At the start of Monday’s hearing, Chu admitted that Wright’s family and friends were listening and offered them his condolences. After finding there was a probable reason for the case to continue, she set deadlines for court filings, saying it would be to everyone’s benefit to speed up the case.

Prosecutor Imran Ali said the trial date of December 6 works for now, but there may be conflicts with the schedules of expert witnesses once they are determined.

“My goal is to try and keep that trial date of December 6 if we can,” Chu said, adding, “If you need to schedule some type of plea hearing – if it were to happen – I am. still available for this. “

Ali has said the state wants audio and video coverage of the trial to be allowed, while Gray opposes it. Unlike many states, cameras are generally not permitted during most Minnesota court proceedings.
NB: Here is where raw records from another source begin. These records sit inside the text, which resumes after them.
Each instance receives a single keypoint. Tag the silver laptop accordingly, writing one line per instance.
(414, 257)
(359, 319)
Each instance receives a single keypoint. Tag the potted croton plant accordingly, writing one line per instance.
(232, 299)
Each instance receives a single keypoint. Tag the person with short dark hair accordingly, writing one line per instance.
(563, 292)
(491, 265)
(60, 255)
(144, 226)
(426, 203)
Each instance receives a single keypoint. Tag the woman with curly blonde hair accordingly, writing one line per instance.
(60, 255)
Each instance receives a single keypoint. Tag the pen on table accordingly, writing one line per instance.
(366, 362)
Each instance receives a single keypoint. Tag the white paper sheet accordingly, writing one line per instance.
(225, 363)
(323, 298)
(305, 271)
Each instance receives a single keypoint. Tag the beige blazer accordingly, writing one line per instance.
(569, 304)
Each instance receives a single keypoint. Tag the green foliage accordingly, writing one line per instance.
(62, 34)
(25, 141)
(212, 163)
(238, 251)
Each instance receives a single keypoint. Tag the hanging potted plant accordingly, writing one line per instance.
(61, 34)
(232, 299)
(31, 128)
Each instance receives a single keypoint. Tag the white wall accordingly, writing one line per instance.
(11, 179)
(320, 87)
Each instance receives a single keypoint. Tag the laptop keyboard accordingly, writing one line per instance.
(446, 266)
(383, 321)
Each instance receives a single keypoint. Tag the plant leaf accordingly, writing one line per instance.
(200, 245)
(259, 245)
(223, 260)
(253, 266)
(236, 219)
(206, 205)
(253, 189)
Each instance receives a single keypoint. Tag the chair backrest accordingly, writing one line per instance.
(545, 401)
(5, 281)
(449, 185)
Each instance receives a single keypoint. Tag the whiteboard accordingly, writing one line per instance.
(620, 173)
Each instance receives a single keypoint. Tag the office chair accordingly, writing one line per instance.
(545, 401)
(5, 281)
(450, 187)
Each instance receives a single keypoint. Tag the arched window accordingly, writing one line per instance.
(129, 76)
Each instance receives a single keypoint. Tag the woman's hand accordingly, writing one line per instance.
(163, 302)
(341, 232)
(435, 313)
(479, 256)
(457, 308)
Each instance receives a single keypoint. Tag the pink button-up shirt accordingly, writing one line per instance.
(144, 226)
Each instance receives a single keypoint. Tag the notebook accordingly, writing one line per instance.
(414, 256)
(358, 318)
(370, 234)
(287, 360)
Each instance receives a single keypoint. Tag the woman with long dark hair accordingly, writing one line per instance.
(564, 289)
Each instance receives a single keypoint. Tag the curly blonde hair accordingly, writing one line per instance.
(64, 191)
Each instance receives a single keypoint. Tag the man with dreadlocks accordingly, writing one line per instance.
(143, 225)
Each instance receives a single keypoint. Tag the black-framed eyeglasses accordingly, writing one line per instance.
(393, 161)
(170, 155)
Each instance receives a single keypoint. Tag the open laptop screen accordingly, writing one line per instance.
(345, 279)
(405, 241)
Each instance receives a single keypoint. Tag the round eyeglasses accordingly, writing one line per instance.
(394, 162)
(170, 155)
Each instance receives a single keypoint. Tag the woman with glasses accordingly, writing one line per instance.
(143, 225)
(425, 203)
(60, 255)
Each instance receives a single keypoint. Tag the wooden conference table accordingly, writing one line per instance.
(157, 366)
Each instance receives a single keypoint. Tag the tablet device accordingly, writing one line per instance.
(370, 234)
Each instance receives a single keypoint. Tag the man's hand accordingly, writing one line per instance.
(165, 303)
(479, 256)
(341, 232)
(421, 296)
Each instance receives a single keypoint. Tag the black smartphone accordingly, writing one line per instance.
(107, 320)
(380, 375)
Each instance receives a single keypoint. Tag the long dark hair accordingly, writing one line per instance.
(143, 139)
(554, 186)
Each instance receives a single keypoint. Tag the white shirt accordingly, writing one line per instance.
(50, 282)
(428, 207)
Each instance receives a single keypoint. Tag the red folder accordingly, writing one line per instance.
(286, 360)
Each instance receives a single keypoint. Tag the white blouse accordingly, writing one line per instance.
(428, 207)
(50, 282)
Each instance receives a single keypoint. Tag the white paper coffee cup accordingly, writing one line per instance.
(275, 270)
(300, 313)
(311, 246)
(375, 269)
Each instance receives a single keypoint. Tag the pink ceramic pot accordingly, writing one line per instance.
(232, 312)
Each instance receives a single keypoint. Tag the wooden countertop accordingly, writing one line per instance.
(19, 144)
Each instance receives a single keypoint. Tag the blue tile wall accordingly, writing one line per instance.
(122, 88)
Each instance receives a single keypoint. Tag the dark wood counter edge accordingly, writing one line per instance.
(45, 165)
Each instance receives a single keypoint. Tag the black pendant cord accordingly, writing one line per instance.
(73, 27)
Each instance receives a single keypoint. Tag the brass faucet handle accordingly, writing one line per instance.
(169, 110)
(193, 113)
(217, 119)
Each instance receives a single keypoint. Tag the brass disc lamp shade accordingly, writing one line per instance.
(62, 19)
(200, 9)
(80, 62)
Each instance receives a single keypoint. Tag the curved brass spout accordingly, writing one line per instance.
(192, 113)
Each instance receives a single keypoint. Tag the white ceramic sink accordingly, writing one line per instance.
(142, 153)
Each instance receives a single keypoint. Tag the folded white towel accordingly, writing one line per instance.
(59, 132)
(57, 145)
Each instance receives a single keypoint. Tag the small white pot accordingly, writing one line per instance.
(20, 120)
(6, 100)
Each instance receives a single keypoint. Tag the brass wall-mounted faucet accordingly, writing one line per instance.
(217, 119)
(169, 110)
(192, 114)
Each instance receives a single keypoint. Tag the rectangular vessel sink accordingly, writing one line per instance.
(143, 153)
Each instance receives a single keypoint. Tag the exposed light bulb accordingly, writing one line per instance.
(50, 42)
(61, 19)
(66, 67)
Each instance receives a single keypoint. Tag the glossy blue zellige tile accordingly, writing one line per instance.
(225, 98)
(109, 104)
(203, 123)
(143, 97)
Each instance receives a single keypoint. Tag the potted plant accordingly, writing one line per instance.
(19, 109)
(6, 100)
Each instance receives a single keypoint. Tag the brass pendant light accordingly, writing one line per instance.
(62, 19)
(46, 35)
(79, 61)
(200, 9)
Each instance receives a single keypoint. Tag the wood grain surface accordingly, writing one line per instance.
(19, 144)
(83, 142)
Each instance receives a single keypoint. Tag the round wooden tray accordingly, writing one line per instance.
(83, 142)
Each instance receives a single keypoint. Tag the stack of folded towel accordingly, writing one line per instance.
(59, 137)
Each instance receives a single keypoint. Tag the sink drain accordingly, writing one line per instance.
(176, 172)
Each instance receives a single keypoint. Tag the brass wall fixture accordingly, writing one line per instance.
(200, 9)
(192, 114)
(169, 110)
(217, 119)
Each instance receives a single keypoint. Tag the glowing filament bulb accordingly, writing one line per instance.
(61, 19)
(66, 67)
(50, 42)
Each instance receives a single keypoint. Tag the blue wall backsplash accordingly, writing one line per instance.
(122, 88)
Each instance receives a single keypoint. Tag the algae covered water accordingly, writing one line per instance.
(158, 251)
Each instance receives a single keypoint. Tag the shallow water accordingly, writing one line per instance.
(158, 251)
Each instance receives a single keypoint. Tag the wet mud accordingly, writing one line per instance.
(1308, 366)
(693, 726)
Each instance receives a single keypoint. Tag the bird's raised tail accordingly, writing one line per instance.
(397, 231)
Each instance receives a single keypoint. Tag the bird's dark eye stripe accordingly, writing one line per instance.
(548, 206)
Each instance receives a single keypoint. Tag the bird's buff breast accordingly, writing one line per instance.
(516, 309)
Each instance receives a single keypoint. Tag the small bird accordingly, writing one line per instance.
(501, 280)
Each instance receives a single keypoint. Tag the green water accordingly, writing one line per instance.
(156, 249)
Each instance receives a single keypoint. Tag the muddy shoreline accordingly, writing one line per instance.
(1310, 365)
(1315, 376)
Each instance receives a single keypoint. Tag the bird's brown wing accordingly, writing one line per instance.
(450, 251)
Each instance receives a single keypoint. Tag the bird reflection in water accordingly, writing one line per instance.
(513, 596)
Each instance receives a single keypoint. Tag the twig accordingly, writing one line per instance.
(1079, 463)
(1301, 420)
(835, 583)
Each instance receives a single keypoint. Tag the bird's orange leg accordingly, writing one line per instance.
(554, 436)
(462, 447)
The Chauvin murder trial was Minnesota’s first criminal trial to be broadcast live on television, with the judge allowing the broadcast due to high interest and pandemic restrictions that limited courtroom space. The trial of the three co-accused of Chauvin will also be broadcast.

The Brooklyn Center was preparing to fire Potter when she resigned shortly after the shooting. The city’s police chief also resigned, after the city council sacked the city manager.

The Brooklyn Center City Council on Saturday approved a resolution calling for sweeping changes in policing, including the creation of a new division of unarmed civilian employees to handle non-mobile traffic violations and limit traffic violations. situations in which officers may make arrests. The city attorney and the mayor said passing the resolution commits the city to change, but it is not a final action.